Among a wide array of sexual and reproductive health services recommended to female-bodied people, the mammogram once stood out as an essential deterrent to breast cancer. A Canadian study, however, recently showed that the annual mammogram, which uses low-energy X-rays to recognize inconsistencies or masses in the breast, has no effect on breast cancer mortality rates. With the release of this surprising study, breast-bearing individuals must now seek alternatives to mammography.

The study, recorded by the British Medical Journal, consisted of 25 years of research. Using randomized data from screening centers across Canada, the researchers compared rates of cancer among people who received annual mammograms and those who did not. The study used data from almost 90,000 women between the ages of 40 and 59, with around half receiving regular mammographic testing.

The results showed nearly identical rates of breast cancer diagnosis and mortality in both groups. The researchers thus concluded that annual mammography screening is ineffective in reducing deaths by breast cancer. These results invalidate the mammogram as the oft-recommended screening option for people at risk of breast cancer.

While there is not yet a change in policy regarding mammography, many women now feel that making their appointment for an annual test is useless, or even harmful. Where a mammogram can cost up to $600 without insurance, the financial burden of a test that is said to have no health benefit is significant.

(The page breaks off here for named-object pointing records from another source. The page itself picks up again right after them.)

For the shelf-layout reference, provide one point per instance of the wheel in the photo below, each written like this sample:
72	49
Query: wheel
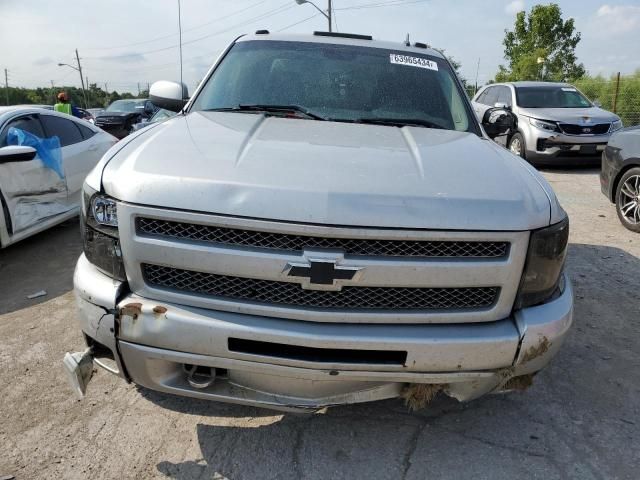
628	199
516	145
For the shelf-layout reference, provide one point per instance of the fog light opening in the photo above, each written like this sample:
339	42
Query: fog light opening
199	376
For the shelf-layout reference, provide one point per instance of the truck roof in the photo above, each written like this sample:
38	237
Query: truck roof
336	39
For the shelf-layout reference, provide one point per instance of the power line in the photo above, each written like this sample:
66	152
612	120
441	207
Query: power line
298	23
389	3
284	7
151	40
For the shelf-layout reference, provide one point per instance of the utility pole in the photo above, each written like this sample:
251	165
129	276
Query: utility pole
84	92
615	97
477	71
88	90
6	84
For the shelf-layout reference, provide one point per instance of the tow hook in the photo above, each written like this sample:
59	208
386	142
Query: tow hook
79	369
200	377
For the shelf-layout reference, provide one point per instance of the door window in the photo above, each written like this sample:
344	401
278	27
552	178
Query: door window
28	123
66	130
86	131
491	97
504	96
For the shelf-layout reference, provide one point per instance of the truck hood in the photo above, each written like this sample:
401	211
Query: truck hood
577	116
329	173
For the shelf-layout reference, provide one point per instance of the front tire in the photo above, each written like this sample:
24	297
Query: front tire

The American Cancer Society (ACS) currently recommends that women aged 40 and older have mammograms every one to two years. Those with genetic predispositions to breast cancer may be advised to start having mammograms earlier or more often.

With the new Canadian study released, the ACS plans to review all relevant materials and update their clinical guidelines for breast health.

Contrary data from clinical trials of mammography have shown that an annual test can reduce breast cancer mortality up to 20 percent, according to the ACS.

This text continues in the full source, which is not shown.